I feel like if this were a television show the happy, self-esteem affirming moment music would be playing and we'd probably hug. But this is the real world and teachers get arrested for that sort of thing.
He prints out the letter he'd already written and puts it in an envelope with the form from the application, signing over the sealed flap for confidentiality. Then he gives me a copy of what he wrote anyway. Rebel.

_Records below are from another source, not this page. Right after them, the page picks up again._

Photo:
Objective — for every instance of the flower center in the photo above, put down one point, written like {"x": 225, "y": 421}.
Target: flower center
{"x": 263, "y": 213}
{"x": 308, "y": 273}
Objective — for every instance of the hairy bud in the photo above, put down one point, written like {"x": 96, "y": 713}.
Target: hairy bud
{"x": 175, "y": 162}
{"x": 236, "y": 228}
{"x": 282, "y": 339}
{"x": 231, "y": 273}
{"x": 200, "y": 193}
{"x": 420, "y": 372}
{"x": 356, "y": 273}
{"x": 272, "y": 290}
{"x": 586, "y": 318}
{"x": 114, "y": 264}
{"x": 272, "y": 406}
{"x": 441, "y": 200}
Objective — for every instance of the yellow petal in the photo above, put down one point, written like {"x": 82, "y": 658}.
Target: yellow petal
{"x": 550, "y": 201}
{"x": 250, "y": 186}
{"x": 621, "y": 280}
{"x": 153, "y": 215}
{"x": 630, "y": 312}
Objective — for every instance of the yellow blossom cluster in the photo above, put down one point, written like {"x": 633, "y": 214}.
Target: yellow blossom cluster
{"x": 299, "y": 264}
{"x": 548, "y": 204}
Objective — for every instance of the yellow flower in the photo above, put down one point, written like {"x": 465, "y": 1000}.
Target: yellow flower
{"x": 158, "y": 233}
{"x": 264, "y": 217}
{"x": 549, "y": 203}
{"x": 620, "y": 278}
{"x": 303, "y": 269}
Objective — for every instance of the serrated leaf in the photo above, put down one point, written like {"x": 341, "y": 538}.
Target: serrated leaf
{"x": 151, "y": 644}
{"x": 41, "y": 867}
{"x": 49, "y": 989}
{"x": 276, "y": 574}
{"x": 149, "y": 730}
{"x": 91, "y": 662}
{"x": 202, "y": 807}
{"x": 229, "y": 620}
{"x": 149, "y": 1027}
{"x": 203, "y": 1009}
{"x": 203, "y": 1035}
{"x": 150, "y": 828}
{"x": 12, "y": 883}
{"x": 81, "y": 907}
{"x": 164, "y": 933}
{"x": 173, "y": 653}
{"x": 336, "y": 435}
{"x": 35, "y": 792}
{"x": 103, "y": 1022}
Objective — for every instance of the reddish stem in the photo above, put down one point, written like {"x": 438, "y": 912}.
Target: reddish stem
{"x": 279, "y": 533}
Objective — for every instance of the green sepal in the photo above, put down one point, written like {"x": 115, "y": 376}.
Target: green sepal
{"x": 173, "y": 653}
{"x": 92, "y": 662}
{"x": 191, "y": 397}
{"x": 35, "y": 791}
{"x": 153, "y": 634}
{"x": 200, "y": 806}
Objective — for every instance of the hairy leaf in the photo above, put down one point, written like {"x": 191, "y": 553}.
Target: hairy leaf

"You're going to do really well next year," he says.
Teachers can be so heartbreakingly naïve.
Personal Statement (required)
Take a moment to reflect on one of the following: (a) your most significant achievement, (b) your most meaningful experience, (c) your career goals, or (d) your greatest concern(s). Please describe how the topic you chose will influence how you plan to contribute to the community of our university.
(a) I led my team to victory in a gym class relay race in ninth grade. It was kind of awesome.
(b) The day I got my braces off could be called meaningful. I guess
(c) I'd like to own a CD store and get in arguments with music nerds just for fun.
(d) Right now, coming up with a topic for this essay.
"It is not that complicated," Lisa says. "Make something up. A near death experience."
"I really did have one, you know."
She snorts. "You were buried in the ball pit at freaking Chuck E. Cheese. You weren't going to die."
"It felt like it," I reply.
"Did you know there are more germs in the ball pit at a McDonald's then there are on the seat of a toilet?" Nick informs us.
"Maybe I could write about that as my greatest concern. I could say that I plan to start a task force of college students to go around the city sanitizing restaurant jungle gyms."
"Sadly," Nick says, "that would probably be viewed as a good answer. This is making me want a hamburger." And he leaves to get one, I guess.
"I'm leaving too," Lisa says. "I didn't come over to watch you stress over an essay for a college you don't even want to go to."
That isn't completely true. I'm not against college. Just this process. The competition of it. The money that goes into taking the SATs thousands of times (which isn't true for Nick and I because I couldn't be bothered to do it again, and he did amazingly his first time anyway) application fees and sending transcripts and test scores. And the fact that it's turned into something you have to do, or you're a giant failure.
I'm also really worried about the fact that I'm seriously considering writing the unsanitary ball pit essay. I don't think it could really hurt to just be honest.
"I am seventeen. I don't know that I've had a truly meaningful experience, or a significant accomplishment. I don't know what my career goals are, and I'm too self-absorbed to have any real great concerns, or at least to know what to do about them. That is, I'm afraid, the Unmotivated Teenage Human Condition."
That's a good start. I would leave it at that, but it's supposed to be 250-500 words, and I'm not that much of a revolutionary.
It's Official
IF ADDITIONAL INFORMATION IS NEEDED, THE APPLICANT WILL BE NOTIFIED.